Thank you all for addressing this issue, I think this will help em-imap too to solve the issue. I will try to contact the author and see what we can do.

This is the client I used for testing:

require 'rubygems'
require 'eventmachine'
require 'em-http'

## copy local instance from https://github.com/lostisland/faraday/commit/63cf47c95b573539f047c729bd9ad67560bc83ff#diff-2ffbfc9e78f3db69aad38b56f7decad1
require './em_http_ssl_patch.rb'  

urls = ARGV
if urls.size < 1
  puts "Usage: #{$0} <url> <url> <...>"
  exit
end

pending = urls.size

EM.run do
  urls.each do |url|
    http = EM::HttpRequest.new(url, ssl: {verify_peer: true}).get
    http.callback {
      puts "#{url}\n#{http.response_header.status} - #{http.response.length} bytes\n"
      puts http.response

      pending -= 1
      EM.stop if pending < 1
    }
    http.errback {
      puts "#{url}\n" + http.error

      pending -= 1
      EM.stop if pending < 1
    }
  end
end
igrigorik commented 4 years ago

@agustingianni PR live that should, I believe, address the issue. I added an explicit warning that will get logged to STDERR if verify_peer is not set to true. Can you do another sanity check and confirm that it's working as intended, before I merge?

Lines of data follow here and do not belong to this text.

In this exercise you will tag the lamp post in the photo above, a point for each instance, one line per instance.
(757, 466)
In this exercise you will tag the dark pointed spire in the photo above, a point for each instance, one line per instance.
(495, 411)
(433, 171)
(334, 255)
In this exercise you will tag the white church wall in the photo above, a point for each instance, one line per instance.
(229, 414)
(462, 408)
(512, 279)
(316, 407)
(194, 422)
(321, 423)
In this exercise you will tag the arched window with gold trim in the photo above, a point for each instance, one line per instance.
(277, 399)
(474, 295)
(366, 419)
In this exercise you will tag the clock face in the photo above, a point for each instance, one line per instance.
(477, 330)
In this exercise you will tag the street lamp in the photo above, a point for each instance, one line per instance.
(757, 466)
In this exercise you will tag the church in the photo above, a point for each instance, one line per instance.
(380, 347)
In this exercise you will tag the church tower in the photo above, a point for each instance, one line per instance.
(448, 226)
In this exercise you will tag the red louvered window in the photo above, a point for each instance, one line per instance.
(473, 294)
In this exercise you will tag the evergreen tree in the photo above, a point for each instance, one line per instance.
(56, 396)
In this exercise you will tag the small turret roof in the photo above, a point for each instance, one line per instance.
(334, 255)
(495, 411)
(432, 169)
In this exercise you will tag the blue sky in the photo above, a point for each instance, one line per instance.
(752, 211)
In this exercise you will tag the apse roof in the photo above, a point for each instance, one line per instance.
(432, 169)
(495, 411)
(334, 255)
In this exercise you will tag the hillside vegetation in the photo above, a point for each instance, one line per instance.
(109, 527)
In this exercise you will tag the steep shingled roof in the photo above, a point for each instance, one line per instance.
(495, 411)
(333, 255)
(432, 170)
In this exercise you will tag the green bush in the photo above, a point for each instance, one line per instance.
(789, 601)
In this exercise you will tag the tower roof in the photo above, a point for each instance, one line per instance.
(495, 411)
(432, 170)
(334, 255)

@sodabrew alternatively, would it make sense to merge this or similar logic into EM core?

agustingianni commented 4 years ago

Hello, yes of course. I will test it now and report back.

agustingianni commented 4 years ago

LGTM! Thank you for fixing this!

igrigorik commented 4 years ago

1.1.6 should be live on rubygems now, with this merged.

Thanks again for the report and your help!